ME – Lemonade, cinnamon French Toast, side of bacon
JB – Orange juice, eggs, potatoes, bacon (no toast)
SRS – Coffee (black), peaches ‘n’ cream French Toast special, side of bacon
I should take a moment to mention that this meet-up was facilitated by art historian Jessica Hopkins, who brought us together and attempted to do a little eavesdropping on the conversation while she was working her shift at Frittata. I regret not getting to talk more with her. Thanks, Jessica!
I suppose it is a common aspect of human nature that people like to neatly categorize other people. We are apt to think of ourselves as complex creatures with myriad interests, but when it comes to other people, it is so much easier to find their most obvious outstanding quality, and use it to define them completely. Such is the plight of the curator-artist, and I had an opportunity for breakfast with two of them. Matt Eaton is extremely well known in Detroit for his curatorial efforts at Red Bull House of Art and Library Street Collective (in addition to a host of side projects – the guy is basically an organizational juggernaut); Jef Bourgeau is a lifelong Detroiter and artist, whose own art career has perhaps been slightly eclipsed by his organizational efforts on behalf of MONA – Museum of New Art – which dubs itself, “Detroit’s Contemporary Museum since 1996.”
All these organizations have a strong aesthetic, and it’s clear how much energy and dedication Matt and Jef have devoted to their respective establishments.
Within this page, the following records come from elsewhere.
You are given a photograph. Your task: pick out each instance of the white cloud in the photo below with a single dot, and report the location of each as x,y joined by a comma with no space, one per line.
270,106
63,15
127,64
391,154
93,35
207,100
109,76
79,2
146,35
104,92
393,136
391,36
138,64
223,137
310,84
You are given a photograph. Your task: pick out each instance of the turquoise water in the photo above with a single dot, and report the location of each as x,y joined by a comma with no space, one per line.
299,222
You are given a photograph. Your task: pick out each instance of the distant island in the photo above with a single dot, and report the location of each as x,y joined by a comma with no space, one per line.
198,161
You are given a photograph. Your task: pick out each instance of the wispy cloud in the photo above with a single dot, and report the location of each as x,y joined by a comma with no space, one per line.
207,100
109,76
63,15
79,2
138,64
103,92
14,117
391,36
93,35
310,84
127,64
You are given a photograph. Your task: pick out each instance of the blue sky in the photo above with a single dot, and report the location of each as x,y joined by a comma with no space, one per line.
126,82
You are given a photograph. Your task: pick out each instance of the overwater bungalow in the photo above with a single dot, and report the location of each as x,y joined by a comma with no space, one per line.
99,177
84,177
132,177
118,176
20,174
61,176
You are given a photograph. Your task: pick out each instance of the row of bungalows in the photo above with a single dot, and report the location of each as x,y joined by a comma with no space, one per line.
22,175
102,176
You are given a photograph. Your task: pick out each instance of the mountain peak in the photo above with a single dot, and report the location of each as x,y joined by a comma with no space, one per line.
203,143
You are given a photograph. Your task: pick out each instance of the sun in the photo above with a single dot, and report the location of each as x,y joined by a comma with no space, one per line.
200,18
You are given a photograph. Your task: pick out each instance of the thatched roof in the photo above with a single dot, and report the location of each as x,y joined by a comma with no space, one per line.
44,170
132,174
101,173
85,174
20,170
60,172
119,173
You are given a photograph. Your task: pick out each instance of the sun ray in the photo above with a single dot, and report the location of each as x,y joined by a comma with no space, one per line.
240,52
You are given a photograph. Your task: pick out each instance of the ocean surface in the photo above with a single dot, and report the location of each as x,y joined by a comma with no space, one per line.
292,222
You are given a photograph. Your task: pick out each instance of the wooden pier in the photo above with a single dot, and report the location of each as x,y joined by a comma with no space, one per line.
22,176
As an artist who is primarily known for writing about art, I can well relate to the feeling of spending a great deal of energy on facilitating other people’s art, all the while nourishing some small kernel of hope that somewhere out there is someone who might give a tiny fuck that I also have a creative and expressive side to my existence. Matt and Jef have found a tidy solution to this conundrum, and are co-curating each other’s work in a two-person show coming up at Galerie Camillie in July (opens on the 15th). Clever!
Dubbed Intersections the show’s theme focuses on the common ground between the two, which has to do with interplay of lines. Matt’s work is very graphic, which makes sense in the context of his modern sensibilities and, based on his curatorial efforts, his areas of aesthetic interest: graphic design, youthful energy, advertising, street art skills in a fine art context, promotion/hype, common subject/rarefied setting. Jef’s work likewise suggests some of the hallmarks of MONA’s repertoire: experimentation, counter-culture, formalism, replication, implications of media, art history and the disruption thereof, tight experimental palettes – and his past work has included something called “Zombie Formalism” which sounds right up my alley.
It’s interesting to me that some of what clearly interests Matt and Jef, respectively, comes across in their curatorial style as much as their own artwork. Heartening, perhaps, to think that when you’re an artist, it is so fundamental to your nature that it’s going to inform whatever it is you do with your time. I have drawn a lot of solace, at times when I could not explicitly devote myself to formal art-making, in realizing that my creative energies were rerouting themselves to manifest in aspects of my everyday routine – meal preparation, outfit selection, home decor. When I’m deeply enmeshed in creative work, all those things fall by the wayside; I basically wander around wearing the same clothing for days at a time, eating entire cucumbers or whatever else is lying around, and letting objects arrange themselves into chaos. Maybe art is a little like praying without ceasing – it is the background hum to all that a true artist endeavors to do.
That said, if there’s a PSA for today’s breakfast, it’s to take a moment to reflect on the people in your life – especially those who form some indispensable part of your support network – and think about whether they might need something from you. It is a common, and perhaps somewhat maladaptive, way of trying to get what you need by providing it to other people. It’s possible that the counterpoint to support, interest, and attention is reciprocal support, interest, and attention. It’s possible when someone pays attention to you, it’s not because you are uniquely fascinating, but that they make a unique practice of being fascinated with others. That’s pretty interesting, actually. Maybe you should ask them about that.